BEIJING: China and the United States agreed on Monday to stabilise their intense rivalry so it doesn’t veer into conflict but failed to produce any major breakthrough during a rare visit to Beijing by US secretary of state Antony Blinken.
Chinese President Xi Jinping welcomed “progress” after shaking hands with Blinken at the Great Hall of the People, a grand venue usually reserved for greeting heads of state.
The top US diplomat and Xi both stressed the importance of having a more stable relationship, as any conflict between the world’s two largest economies would create global disruption. However, China refused to entertain Washington’s bid to resume military-to-military communication channels and cited US sanctions as the obstacle. China’s defence minister Li Shangfu, who came into post in March, has been sanctioned since 2018 over the purchase of combat aircraft and equipment from Russia’s main arms exporter, Rosoboronexport.
The two sides appeared entrenched in their positions over everything from Taiwan to trade, including US actions toward China’s chip industry, human rights and Russia’s war against Ukraine. At one of the most significant US-China exchanges since President Biden took office, it was not clear how they would overcome their differences, but they agreed to continue their diplomatic engagements with more visits in the coming weeks and months.
At a news conference concluding his two-day trip to Beijing, the first by a US secretary of state since 2018, Blinken said Washington had achieved its objectives for the trip, including raising its concerns directly, trying to set up channels for dialogue and exploring areas of cooperation. The trip was postponed in February after a suspected Chinese spy balloon flew over US airspace. But he said progress was not straightforward. “It’s not the product of one visit, one trip, one conversation. My hope and expectation is: we will have better communications, better engagement going forward. ” His meetings in Beijing, including talks with China’s top diplomat Wang Yi and foreign minister Qin Gang, had been “candid and constructive”, he added. Blinken raised contentious issues such as Taiwan, human rights, North Korea’s provocations and US concerns with Beijing’s intelactivities in Cuba, the state department said.
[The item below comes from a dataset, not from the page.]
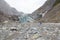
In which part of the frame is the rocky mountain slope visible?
[32,0,56,19]
[0,0,23,21]
[33,0,60,23]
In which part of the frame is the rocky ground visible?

“The two sides have also made progress and reached the agreement on some specific issues. This is very good,” Xi told Blinken across a long table. It was not clear from Xi’s remarks what progress he was referring to, although he told Blinken that China “hopes to see a sound and steady China-US relationship” and believes that the two countries “can overcome various difficulties”, according to a Chinese readout of the talks. He also urged the US not to “hurt China’s legitimate rights and interests”, a signal of potential flashpoints such as Taiwan, the democratic island Beijing claims as its own.
The lack of open communication channels between the two nations has sent jitters around the world, and Beijing’s reluctance to engage in regular military-to-military talks with Washington has alarmed China’s neighbours.